Acórdão nº 08113/11 de Tribunal Central Administrativo Sul, 10 de Novembro de 2011
Magistrado Responsável | RUI PEREIRA |
Data da Resolução | 10 de Novembro de 2011 |
Emissor | Tribunal Central Administrativo Sul |
ACORDAM EM CONFERÊNCIA NO TRIBUNAL CENTRAL ADMINISTRATIVO SUL I. RELATÓRIO A “Associação de Empresários de Quarteira e Vilamoura”, “Associação dos Hotéis e Empreendimentos Turísticos do Algarve”, “ACRAL – Associação de Comércio e Serviços da Região do Algarve”, “Associação Nacional de Jovens Empresários, Núcleo do Algarve”, A...
e B...
, melhor identificados nos autos, intentaram no TAF de Loulé contra o Município de Loulé, como preliminar duma acção popular, uma Providência Cautelar nos termos dos artigos 112º e segs. do CPTA, pedindo “a suspensão da deliberação da Câmara Municipal de 27-10-2010, que decidiu aprovar o Relatório de Participação Preventiva Inicial no âmbito do processo de elaboração do Plano de Urbanização Caliços-Estevar e que aprovou a Minuta de Contrato para Planeamento a celebrar com o Grupo IKEA”.
Indicaram como contra-interessadas as sociedades “C...Portugal – Móveis e Decoração, Ldª” e “D...C...Centre Portugal, SA”.

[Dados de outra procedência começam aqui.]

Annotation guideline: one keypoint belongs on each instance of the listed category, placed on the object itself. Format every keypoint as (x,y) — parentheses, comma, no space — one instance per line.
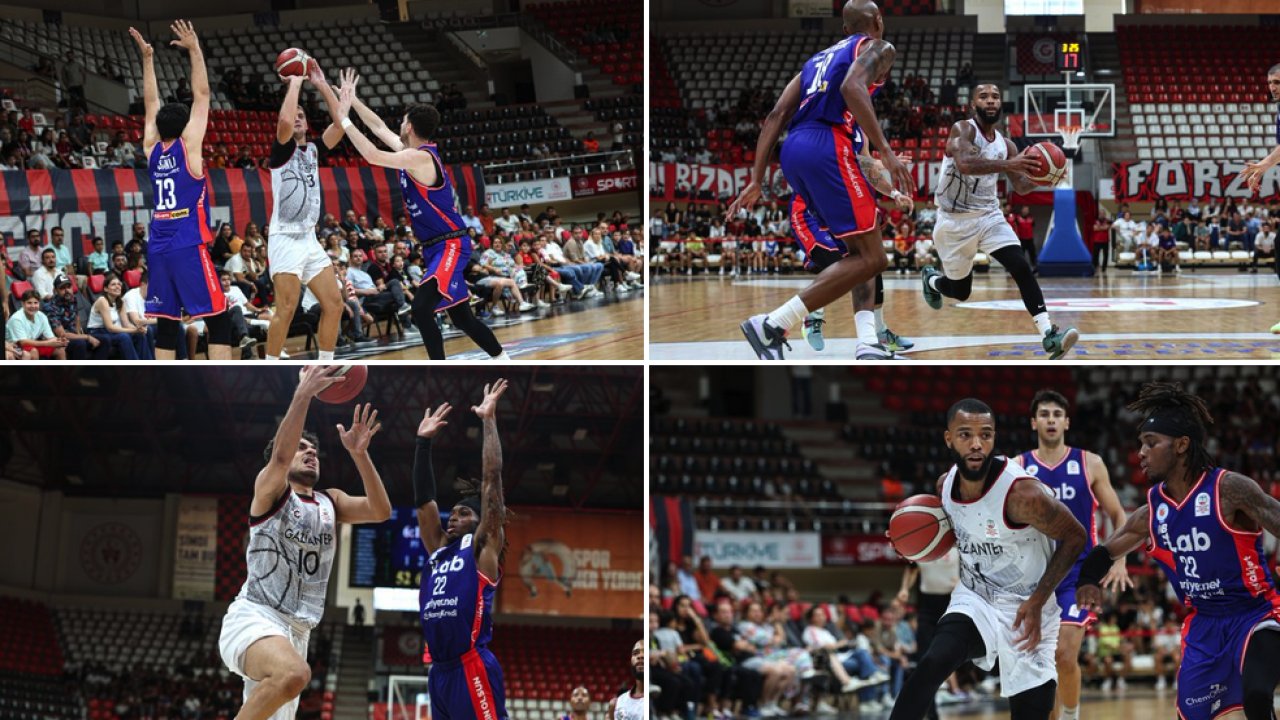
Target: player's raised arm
(424,478)
(493,511)
(769,131)
(150,92)
(1031,504)
(273,479)
(406,159)
(1118,577)
(193,135)
(375,506)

Por sentença datada de 7-7-2011, a providência em causa foi julgada improcedente [cfr. fls. 385/411 dos autos].
Inconformados, os requerentes interpuseram recurso jurisdicional para este TCA Sul, tendo concluído a respectiva alegação do seguinte modo: “I – A fundamentação do julgamento da matéria de facto, constante da douta sentença recorrida, não consigna factos alegados pelas partes com interesse para a decisão da causa; II – Não é claro, na fundamentação do julgamento da matéria de facto, onde foi a douta sentença colher os factos ali consignados.
Na verdade, III – A maior parte dos factos que foram considerados provados foram colhidos das declarações prestadas em juízo pelas testemunhas indicadas pelas contra-interessadas C...PORTUGAL e D...C...CENTRE PORTUGAL, SA.
Ou seja, IV – Os factos considerados provados não têm correspondência nas alegações das partes.
Acresce que, V – Os factos a que as testemunhas foram indicadas não foram considerados provados, dado que nem constam do julgamento da matéria de facto.
Pelo exposto, VI – É de considerar que a douta sentença recorrida enferma de nulidade por falta de fundamentação, nos termos das disposições conjugadas dos artigos 668º, nº 1, alínea b) e 653º, nº 2, ambos do CPC, aplicável ex vi do disposto no artigo 1º do CPTA.
Por outro lado, VII – A douta sentença recorrida fez uma errada interpretação e aplicação do direito ao caso concreto, ao considerar não verificado o requisito do perigo de constituição de facto consumado ou de produção de prejuízo de difícil reparação [periculum in mora], constante da 1ª parte da alínea b) do nº 1 do artigo 120º do CPTA.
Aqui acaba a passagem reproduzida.